Ia menegaskan, kebijakan tersebut berpotensi menimbulkan konflik horizontal dan merusak lingkungan hidup.
"Batalkan buat koperasi jika paska tambang tugas pemerintah. Jadi jangan benturkan rakyat vs rakyat soal tambang (IPR) yang tidak akan pernah ramah dengan ekologis buat generasi masa depan. Tambang rakyat selama dia merusak lingkungan dan menyengsarakan rakyat, UGR akan tolak," tegas Basri, Jumat (5/9/2025).
Basri menilai industri ekstraktif seperti pertambangan tidak pernah memiliki rekam jejak positif dalam melindungi manusia maupun lingkungan.
“Belum ada rekam jejak tambang memproteksi lingkungan atau melindungi manusia. Sehingga kepercayaan terhadap industri ekstraktif ini merupakan upaya mundur dari spirit pemajuan ilmu pengetahuan, inovasi, dan penemuan,” ujarnya.
Menurutnya, kampus harus tetap fokus pada Tri Dharma Perguruan Tinggi: pengajaran, penelitian, dan pengabdian masyarakat. Jika perguruan tinggi ikut terlibat dalam konsesi tambang, maka arah pendidikan bisa bergeser ke ranah bisnis semata.
“Kampus adalah pengajaran, penelitian, dan pengabdian masyarakat yang cukup jauh dari tujuan pengelolaan tambang itu sendiri,” tambahnya.
Pertambangan adalah industri padat modal dengan risiko tinggi. Basri mengingatkan bahwa tahapan mulai dari studi kelayakan, eksplorasi, hingga pasca-tambang membutuhkan dana besar.
“Dari sisi finansial, perlu modal yang kuat untuk membiayai tahapan studi kelayakan, eksplorasi, konstruksi, eksploitasi, hingga penutupan tambang,” jelasnya.
Selain itu, Basri khawatir konsesi tambang bisa memicu konflik perebutan keuntungan, kerusakan ekologi, dan mengganggu tatanan sosial budaya masyarakat sekitar.
Basri mengajak universitas lain di Indonesia untuk mengambil sikap serupa dengan UGR.
“Perguruan tinggi lebih banyak mendapatkan dampak negatif daripada dampak positif,” ujarnya.
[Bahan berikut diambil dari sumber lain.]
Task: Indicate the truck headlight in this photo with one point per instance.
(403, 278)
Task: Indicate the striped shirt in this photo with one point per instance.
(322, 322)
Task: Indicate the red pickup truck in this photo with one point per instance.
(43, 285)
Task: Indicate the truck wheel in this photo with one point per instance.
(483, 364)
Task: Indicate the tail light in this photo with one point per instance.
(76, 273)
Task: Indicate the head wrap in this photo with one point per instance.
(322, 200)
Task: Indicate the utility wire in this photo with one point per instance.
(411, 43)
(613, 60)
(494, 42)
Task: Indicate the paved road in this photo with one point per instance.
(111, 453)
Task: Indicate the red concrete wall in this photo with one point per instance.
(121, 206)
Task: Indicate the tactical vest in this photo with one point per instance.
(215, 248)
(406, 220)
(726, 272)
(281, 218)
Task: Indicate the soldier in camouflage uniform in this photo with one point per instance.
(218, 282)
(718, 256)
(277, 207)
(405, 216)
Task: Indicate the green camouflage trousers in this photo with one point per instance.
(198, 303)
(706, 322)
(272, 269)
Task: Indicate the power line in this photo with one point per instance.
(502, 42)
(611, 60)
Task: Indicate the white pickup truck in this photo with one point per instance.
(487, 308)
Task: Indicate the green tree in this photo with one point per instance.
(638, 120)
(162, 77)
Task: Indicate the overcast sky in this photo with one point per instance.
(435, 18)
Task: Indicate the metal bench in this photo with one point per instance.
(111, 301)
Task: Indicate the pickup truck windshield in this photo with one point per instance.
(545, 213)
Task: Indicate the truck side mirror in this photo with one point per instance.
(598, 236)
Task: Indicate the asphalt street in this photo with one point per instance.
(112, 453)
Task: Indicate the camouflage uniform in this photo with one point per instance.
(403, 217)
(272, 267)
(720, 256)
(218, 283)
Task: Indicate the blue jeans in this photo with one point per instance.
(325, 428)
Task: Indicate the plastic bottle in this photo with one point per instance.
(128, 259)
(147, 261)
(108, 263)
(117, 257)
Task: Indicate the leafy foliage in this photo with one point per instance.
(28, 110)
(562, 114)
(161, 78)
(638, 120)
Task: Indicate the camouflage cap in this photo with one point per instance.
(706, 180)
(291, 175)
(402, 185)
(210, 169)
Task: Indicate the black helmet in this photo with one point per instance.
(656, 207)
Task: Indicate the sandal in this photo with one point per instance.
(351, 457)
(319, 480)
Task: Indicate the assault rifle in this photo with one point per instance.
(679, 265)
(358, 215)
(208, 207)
Ia menilai perguruan tinggi harus menjadi benteng keberlanjutan dan kritisisme, bukan sekadar mencari sumber pendanaan tambahan.
Rencana pemberian Wilayah Izin Usaha Pertambangan (WIUP) kepada perguruan tinggi sempat dibahas pada Rakornas 2024 bersama sejumlah rektor. Pemerintah beralasan, kebijakan ini untuk mendukung kemandirian pendanaan kampus.
Namun, organisasi lingkungan seperti WALHI dan JATAM menilai kebijakan tersebut berbahaya. Mereka menegaskan, konsesi tambang kepada universitas justru mengancam independensi akademik dan memperkuat model ekonomi ekstraktif yang merusak lingkungan.
Sejumlah aktivis mahasiswa di NTB juga menyuarakan dukungan terhadap sikap kritis Rektor UGR. Menurut mereka, penolakan ini merupakan bentuk keberpihakan kampus terhadap rakyat dan kelestarian alam.